Andererseits hat das Beispiel "Der Kommissar und das Meer" gezeigt, wie gut es einer Reihe tun kann, wenn ein renommierter Regisseur wie Miguel Alexandre mehrere Filme hintereinander inszeniert. Roland Suso Richter, dank Prestigeproduktionen wie "Der Tunnel", "Dresden" oder "Mogadischu" einer der wichtigsten deutschen Fernsehregisseure, hat den ARD-"Zürich-Krimi" mit seiner Episode "Borchert und die letzte Hoffnung", einer berührenden Geschichte über Sterbehilfe, auf ein neues Niveau gehoben. Sein zweiter Beitrag, "Borchert und die Macht der Gewohnheit", erreichte zwar keine vergleichbare Emotionalität, aber das lag vor allem am Thema. Die Bildgestaltung, ohnehin stets ein Qualitätsmerkmal von Richters Arbeit, war in beiden Fällen herausragend. Es war also schon mal eine gute Idee, dem Regisseur und seinem Kameramann Max Knauer auch die Episoden fünf und sechs anzuvertrauen. Der Autorenwechsel nach dem enttäuschenden Auftakt 2016 – seither sind alle Drehbücher von Wolf Jakoby geschrieben worden – hat sich ohnehin ausgezahlt.
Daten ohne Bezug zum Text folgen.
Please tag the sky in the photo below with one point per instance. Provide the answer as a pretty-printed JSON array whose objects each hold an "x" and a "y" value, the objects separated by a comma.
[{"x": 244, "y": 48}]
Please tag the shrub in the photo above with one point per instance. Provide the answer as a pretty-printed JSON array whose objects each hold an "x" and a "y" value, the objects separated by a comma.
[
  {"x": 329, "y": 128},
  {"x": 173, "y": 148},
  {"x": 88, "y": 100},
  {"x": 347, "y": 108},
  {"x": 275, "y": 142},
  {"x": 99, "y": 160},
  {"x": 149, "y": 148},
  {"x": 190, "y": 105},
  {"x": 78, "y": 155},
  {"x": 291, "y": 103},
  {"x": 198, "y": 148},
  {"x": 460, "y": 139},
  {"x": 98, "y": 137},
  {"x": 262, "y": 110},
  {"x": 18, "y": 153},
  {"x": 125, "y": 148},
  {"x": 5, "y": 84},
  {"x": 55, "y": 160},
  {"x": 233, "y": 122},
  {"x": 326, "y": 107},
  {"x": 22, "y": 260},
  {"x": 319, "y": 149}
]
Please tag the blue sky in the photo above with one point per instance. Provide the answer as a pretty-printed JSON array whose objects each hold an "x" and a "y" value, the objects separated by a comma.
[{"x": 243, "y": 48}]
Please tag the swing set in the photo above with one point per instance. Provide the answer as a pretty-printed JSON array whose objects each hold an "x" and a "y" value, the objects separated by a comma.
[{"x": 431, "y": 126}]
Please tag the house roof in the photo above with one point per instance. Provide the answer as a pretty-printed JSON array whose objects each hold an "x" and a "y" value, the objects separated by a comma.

"Borchert und die mörderische Gier", der fünfte Film der Reihe, beginnt auch dank der Thriller- Musik von Michael Klaukien und Andreas Lonardoni ziemlich furios: Ein junger Mann rast mit seinem Motorrad durch die Zürcher Innenstadt. Er will zur Anwaltskanzlei von Thomas Borchert (Christian Kohlund) und seiner Partnerin Dominique Kuster (Ina Paule Klink), aber soweit kommt er nicht, denn kurz vor dem Ziel wird er lebensgefährlich verletzt. Die Aufnahmen einer Taxikamera legen nahe, dass der vermeintliche Unfall absichtlich herbeigeführt worden ist. Borcherts Recherchen ergeben, dass der Kunststudent ein großes Interesse für Orientalistik entwickelt hat und womöglich an falsche Freunde geraten ist. Der Anwalt findet Hinweise, die zumindest den Verdacht nahelegen, dass Julian Stolz (Justus Czaja), der seit dem Unfall im Koma liegt, Kontakt zu Islamisten hat; außerdem ist er in letzter Zeit auffallend oft in den Nahen Osten geflogen. Eine Erklärung für seine Sinnsuche bietet Jakoby ebenfalls an: Julian ist ohne Vater aufgewachsen; das erhöht offenbar die Anfälligkeit für radikale Angebote. Als Borchert entdeckt, dass Julians angeblich unbekannter Erzeuger (Kai Wiesinger), ein vermögender Unternehmer, seit Kurzem eine große Rolle im Leben des jungen Mannes spielt, ändern sich die Parameter. Der Anwalt ist ohnehin überzeugt, dass Julian kein Terrorist ist; dennoch gerät er gemeinsam mit Vater und Sohn ins Visier einer islamistischen Terrormiliz.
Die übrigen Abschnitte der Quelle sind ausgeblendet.